Thursday, April 16, 2009

Green Innovation in Tough Economic Times

Spring 2009 Design and Technology Salon: Seeing Beyond Now—Green Innovation in Tough Economic Times

Wednesday, 22 April 2009 at 7:30pm
Studio 18
800 Chestnut Street campus
Free and open to the public


In the midst of a worldwide economic slump, everyone is concerned about jobs and livelihoods. It follows that people are less likely to be receptive to proposals about assuming further responsibility for global problems, solutions to which may be decades in the future. The more dismal and dogmatic the rhetoric of experts, the less inclined will people likely be to engage green alternatives with enthusiasm. Other factors working against the appeal of green technology are the return of inexpensive fossil fuel energy and the fact that planning for the long term requires—of strategic thinkers, academics, policy experts, scientists, and many others—at least a five-year outlook. Such factors are likely to mean that new investments in alternative and higher-cost energy sources—in fact, in any kind of new energy project—will seem less attractive and cost-effective. For better or for worse, we live life in the now.

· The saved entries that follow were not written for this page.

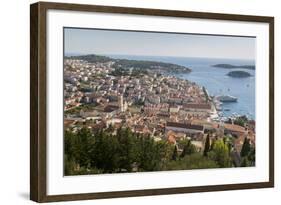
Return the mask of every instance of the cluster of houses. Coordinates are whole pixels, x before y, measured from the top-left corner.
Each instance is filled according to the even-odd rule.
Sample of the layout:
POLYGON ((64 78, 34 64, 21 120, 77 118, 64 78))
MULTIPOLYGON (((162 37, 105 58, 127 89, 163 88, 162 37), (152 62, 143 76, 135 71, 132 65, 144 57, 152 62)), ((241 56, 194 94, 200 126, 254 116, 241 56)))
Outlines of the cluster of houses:
POLYGON ((197 84, 152 72, 116 76, 113 65, 64 61, 65 128, 128 127, 172 144, 190 138, 199 150, 208 131, 215 137, 233 136, 237 151, 245 137, 255 143, 254 122, 243 127, 213 120, 216 108, 197 84))

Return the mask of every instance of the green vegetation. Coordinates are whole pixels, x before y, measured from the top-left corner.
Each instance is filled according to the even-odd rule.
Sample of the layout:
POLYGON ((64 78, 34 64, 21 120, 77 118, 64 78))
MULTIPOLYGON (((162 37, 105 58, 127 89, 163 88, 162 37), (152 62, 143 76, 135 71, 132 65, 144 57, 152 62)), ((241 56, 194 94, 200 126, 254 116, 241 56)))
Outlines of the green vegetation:
POLYGON ((181 158, 197 152, 196 147, 191 143, 191 140, 180 140, 178 144, 179 146, 183 147, 182 153, 180 155, 181 158))
POLYGON ((244 69, 249 69, 249 70, 256 69, 256 66, 254 66, 254 65, 216 64, 216 65, 212 65, 212 66, 216 67, 216 68, 227 68, 227 69, 233 69, 233 68, 244 68, 244 69))
POLYGON ((143 106, 144 105, 144 101, 137 100, 137 101, 134 102, 134 105, 136 105, 136 106, 143 106))
POLYGON ((68 114, 73 115, 73 114, 79 113, 81 109, 82 109, 82 107, 78 106, 78 107, 74 107, 69 110, 65 110, 64 115, 68 115, 68 114))
POLYGON ((251 74, 242 70, 237 70, 237 71, 231 71, 227 73, 226 75, 233 77, 233 78, 247 78, 250 77, 251 74))
POLYGON ((173 155, 172 155, 172 160, 176 161, 178 159, 178 148, 177 146, 174 147, 173 155))
POLYGON ((100 56, 100 55, 80 55, 80 56, 70 56, 70 57, 65 57, 65 59, 78 59, 78 60, 84 60, 88 61, 89 63, 105 63, 109 62, 112 59, 107 57, 107 56, 100 56))
POLYGON ((191 69, 172 63, 164 63, 157 61, 144 61, 144 60, 127 60, 127 59, 116 59, 115 68, 135 68, 135 69, 149 69, 149 70, 161 70, 164 72, 171 73, 189 73, 191 69))
POLYGON ((230 150, 227 143, 224 140, 219 139, 213 142, 212 149, 208 153, 208 157, 214 160, 219 167, 231 167, 232 160, 229 155, 230 150))
POLYGON ((241 167, 249 167, 255 164, 255 148, 251 146, 250 139, 245 137, 244 143, 240 152, 241 167))
POLYGON ((204 148, 204 156, 208 156, 208 152, 210 151, 210 135, 208 134, 205 141, 205 148, 204 148))
POLYGON ((94 108, 96 107, 96 104, 94 103, 90 103, 90 104, 82 104, 82 105, 79 105, 77 107, 74 107, 72 109, 69 109, 69 110, 65 110, 64 111, 64 114, 67 115, 67 114, 77 114, 79 113, 81 110, 83 111, 90 111, 90 110, 93 110, 94 108))
POLYGON ((124 69, 124 68, 115 68, 114 71, 110 73, 113 76, 140 76, 140 75, 147 75, 148 72, 146 69, 124 69))
POLYGON ((162 170, 172 153, 167 142, 129 129, 119 129, 116 135, 86 128, 76 134, 66 131, 64 143, 65 175, 162 170))
POLYGON ((246 123, 248 123, 248 118, 245 115, 237 117, 234 120, 234 124, 235 125, 240 125, 242 127, 244 127, 246 123))
MULTIPOLYGON (((205 150, 201 152, 187 139, 171 145, 164 140, 155 141, 149 136, 133 133, 130 129, 115 132, 112 129, 111 126, 96 132, 86 128, 77 133, 65 131, 65 175, 233 166, 226 140, 215 140, 210 145, 210 139, 206 139, 205 150)), ((245 150, 248 150, 246 145, 245 150)), ((245 155, 244 164, 248 165, 254 155, 251 150, 245 151, 245 155)))
MULTIPOLYGON (((233 120, 233 123, 235 125, 239 125, 242 127, 245 127, 248 122, 249 122, 249 119, 247 118, 246 115, 238 116, 233 120)), ((229 118, 228 120, 225 121, 225 123, 232 124, 232 120, 229 118)))
MULTIPOLYGON (((71 56, 65 57, 65 59, 77 59, 77 60, 84 60, 89 63, 106 63, 106 62, 115 62, 113 67, 116 69, 122 68, 125 70, 130 70, 132 68, 135 69, 135 75, 137 72, 143 72, 142 69, 148 70, 160 70, 163 72, 169 73, 189 73, 191 72, 190 68, 185 66, 172 64, 172 63, 164 63, 164 62, 157 62, 157 61, 144 61, 144 60, 128 60, 128 59, 114 59, 107 56, 100 56, 100 55, 80 55, 80 56, 71 56)), ((116 73, 118 74, 118 73, 116 73)), ((120 73, 119 73, 120 74, 120 73)), ((133 73, 134 74, 134 73, 133 73)))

The Spring 2009 Design and Technology Salon will consider what role artists, designers, and architects—often overlooked in the green-alternative debate—can play in furthering the possibilities of long-term ecological sustainability in a time of global economic crisis.

Panelists include David Baker, Amy Franceschini, and Jill Manton.

A practicing architect for nearly thirty years, David Baker founded San Francisco–based David Baker and Partners Architects, which has a history and driving philosophy of urban and green activism and is known for combining social concern with distinctive design. Over the course of his career, he has received numerous awards and, in 1996, was selected as fellow of the American Institute of Architects. From 1977 to 1982, he was a principal at Sol-Arc, a firm dedicated to energy-efficient architecture. Before becoming an architect, Baker was a union carpenter.

Amy Franceschini works with notions of community, sustainable environments, and a perceived conflict between humans and nature. She founded Futurefarmers in 1995 and Free Soil in 2004 as a way to bring together multidisciplinary practitioners to create new work. The design studio serves as a platform to support art projects, artist-in-residency programs, and research interests. Her solo and collaborative works have been included in such venues as Zentrum für Kunst und Medientechnologie (ZKM) in Karlsruhe (Germany); the Whitney Museum of American Art and MoMA in New York City; and SFMOMA. Franceschini is the recipient of the Artadia Award, the Eureka Fellowship, the SFMOMA SECA Award, and a Creative Capital Grant.

Program director of the Public Art Program for the San Francisco Arts Commission since 1990, Jill Manton is involved in a number of environmentally conscious public-art projects for the California Academy of Sciences, the Public Utilities Commission, and the Port of San Francisco. She was the recipient of the Public Managerial Excellence Award in 1997 from the Mayor’s Fiscal Advisory Committee. With over twenty years in the public-art field, Manton serves as an elected member of the national council of the Public Art Network and serves on the Advisory Board for the Public Art Review.